Всего лишь папа (Спини) - страница 68

— Так вы все еще женаты?

— Нет, конечно! Она давно вышла замуж за другого. Японца.

— Ах… И дети есть?

— Да. Она родила ему сына.

— Ты все еще любишь ее?

— Издеваешься? — насмешливо посмотрел я на Эмму. — Мои чувства погасли, едва она сделала выбор не в нашу пользу.

— Однако ты смелый мужчина… — Эмма подарила мне восторженный взгляд. Меня эти взгляды женщин, когда они узнавали, что я один, без жены, вырастил троих детей, крайне смущали. А Эмма пояснила свое восхищение: — Большинство мужчин не противились бы тому, чтобы жена увезла детей на другой конец планеты, и наслаждались бы свободой… А ты остался один с тремя детьми…

— Все-таки они мне не чужие, Эмма! Шесть лет я растил Иоле и не мог представить, что буду видеть ее раз в год. И потом, я не считал правильным, чтобы моя бывшая жена увезла детей в другую культуру за тысячи километров от родного мира… Может, это была моя эгоистическая ошибка…

— Ты в самом деле жалеешь?! — удивилась Эмма. — Дети упрекали тебя?

— Нет.

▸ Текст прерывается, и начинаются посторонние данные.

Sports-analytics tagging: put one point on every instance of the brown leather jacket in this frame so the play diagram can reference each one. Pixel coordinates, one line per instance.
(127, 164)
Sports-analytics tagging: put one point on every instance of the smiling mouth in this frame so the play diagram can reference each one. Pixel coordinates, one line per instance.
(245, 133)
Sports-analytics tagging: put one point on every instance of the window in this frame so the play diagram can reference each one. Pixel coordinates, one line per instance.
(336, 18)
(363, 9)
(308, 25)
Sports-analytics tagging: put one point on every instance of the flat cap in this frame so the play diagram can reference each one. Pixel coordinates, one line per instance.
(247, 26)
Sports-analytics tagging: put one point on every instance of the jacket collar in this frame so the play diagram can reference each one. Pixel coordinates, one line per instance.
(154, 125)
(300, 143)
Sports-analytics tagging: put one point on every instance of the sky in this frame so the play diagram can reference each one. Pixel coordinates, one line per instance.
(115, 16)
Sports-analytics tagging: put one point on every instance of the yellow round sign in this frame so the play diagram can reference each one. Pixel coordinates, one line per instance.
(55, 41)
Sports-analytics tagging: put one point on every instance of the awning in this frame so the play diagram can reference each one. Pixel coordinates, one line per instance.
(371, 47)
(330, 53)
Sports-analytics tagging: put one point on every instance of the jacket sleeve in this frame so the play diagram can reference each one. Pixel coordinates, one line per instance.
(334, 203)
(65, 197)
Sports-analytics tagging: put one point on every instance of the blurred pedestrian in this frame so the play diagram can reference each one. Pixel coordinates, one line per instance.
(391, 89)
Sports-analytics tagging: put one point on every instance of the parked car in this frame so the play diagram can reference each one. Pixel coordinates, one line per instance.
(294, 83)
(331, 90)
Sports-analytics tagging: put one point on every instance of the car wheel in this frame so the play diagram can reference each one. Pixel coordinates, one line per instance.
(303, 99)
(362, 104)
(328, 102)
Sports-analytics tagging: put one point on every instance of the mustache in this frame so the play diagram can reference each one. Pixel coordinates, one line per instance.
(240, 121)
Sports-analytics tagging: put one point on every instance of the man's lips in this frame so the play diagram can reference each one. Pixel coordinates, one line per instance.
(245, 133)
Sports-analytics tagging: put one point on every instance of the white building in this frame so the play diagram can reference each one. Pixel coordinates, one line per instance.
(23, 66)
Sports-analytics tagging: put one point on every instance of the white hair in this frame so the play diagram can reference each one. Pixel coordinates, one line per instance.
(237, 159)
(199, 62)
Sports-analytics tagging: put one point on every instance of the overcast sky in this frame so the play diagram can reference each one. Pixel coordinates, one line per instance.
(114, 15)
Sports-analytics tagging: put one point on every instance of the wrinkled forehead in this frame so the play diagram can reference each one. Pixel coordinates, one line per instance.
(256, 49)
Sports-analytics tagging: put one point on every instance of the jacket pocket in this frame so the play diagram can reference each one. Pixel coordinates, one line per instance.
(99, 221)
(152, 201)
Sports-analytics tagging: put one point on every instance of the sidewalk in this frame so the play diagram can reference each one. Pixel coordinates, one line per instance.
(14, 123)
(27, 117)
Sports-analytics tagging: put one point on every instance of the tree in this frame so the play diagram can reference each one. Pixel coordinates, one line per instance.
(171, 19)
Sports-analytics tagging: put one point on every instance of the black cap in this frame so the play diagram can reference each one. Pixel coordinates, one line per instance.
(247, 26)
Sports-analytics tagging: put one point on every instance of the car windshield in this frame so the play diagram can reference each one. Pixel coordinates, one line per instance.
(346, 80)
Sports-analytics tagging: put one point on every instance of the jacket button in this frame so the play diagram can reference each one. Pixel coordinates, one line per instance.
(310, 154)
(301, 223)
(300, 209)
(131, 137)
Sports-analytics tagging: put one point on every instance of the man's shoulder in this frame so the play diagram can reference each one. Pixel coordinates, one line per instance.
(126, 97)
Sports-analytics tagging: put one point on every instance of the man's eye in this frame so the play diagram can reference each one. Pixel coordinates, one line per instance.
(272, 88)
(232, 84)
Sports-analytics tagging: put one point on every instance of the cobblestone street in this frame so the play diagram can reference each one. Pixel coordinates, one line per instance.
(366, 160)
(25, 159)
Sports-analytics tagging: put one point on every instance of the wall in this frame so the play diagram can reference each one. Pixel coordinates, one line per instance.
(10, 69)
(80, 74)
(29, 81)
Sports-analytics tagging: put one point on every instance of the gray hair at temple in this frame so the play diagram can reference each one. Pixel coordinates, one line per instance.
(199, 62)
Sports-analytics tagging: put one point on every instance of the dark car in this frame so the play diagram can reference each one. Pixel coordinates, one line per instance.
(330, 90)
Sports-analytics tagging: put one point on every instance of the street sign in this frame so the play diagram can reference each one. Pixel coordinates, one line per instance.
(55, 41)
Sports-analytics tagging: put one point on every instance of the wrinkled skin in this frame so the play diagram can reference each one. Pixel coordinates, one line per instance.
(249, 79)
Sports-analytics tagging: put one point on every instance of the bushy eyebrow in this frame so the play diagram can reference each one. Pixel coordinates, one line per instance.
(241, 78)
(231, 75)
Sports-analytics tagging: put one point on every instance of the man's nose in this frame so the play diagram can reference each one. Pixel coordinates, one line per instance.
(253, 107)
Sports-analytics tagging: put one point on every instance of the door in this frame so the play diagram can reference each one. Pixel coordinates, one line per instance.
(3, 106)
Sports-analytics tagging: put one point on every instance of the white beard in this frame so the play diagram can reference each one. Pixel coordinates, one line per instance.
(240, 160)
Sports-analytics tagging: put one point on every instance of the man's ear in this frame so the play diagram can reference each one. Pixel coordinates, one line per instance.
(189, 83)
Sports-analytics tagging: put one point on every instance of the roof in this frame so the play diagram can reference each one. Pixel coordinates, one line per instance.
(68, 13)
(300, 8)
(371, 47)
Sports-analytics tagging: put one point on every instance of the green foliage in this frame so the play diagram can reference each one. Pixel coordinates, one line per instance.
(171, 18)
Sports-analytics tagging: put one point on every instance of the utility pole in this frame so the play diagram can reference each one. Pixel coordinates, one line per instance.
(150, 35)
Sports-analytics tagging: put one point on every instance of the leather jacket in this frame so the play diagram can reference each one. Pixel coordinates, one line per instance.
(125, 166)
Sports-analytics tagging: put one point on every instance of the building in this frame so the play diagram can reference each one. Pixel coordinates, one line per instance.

Но я лишил их матери.

— Ты?! По-моему, мать сама выбрала такой путь.

— Двоякая ситуация. Ведь я мог бы поехать за ней, зная, как важно для нее это карьерное продвижение, и мы, может быть, смогли бы сохранить полноценную семью. Но я не захотел уезжать из Италии, не захотел отпускать детей, и в итоге они выросли без матери.

— Не знаю, не знаю… Она тоже могла бы выбрать дом и полноценную семью. Мать, для которой карьера оказывается важнее семьи и детей, которая способна бросить все и уехать за тридевять земель, вызывает у меня негативные чувства. Неприязнь, скажем так.

Я полностью разделял мнение Эммы. Но никогда не говорил детям ничего плохого о матери. Особенно было сложно, когда двойняшки спрашивали после ее коротких прилетов в Италию, почему она снова уехала, почему не живет с нами? Мне приходилось зажать в кулак свои истинные чувства, отрицательные преимущественно, и невозмутимо отвечать, что она не может оставить работу. Иоланда же, напротив, никогда подобных вопросов не задавала. Вообще мало спрашивала о маме…

Помню. как она грустила в первое время, когда ее мать уехала. Может быть, поэтому она так увлеченно взялась помогать мне с двойняшками: чтобы заглушить свою тоску. Я правда ни разу не видел ее плачущей, лишь замечал, что иной раз она с отрешенным печальным взглядом смотрит в пространство. Сердце мое сжималось до боли. Я даже предложил ей как-то полететь к маме в гости. Но она повисла на моей шее и сказала, что не может бросить меня одного. Девчонке было всего восемь лет, а она вела себя, как подросток.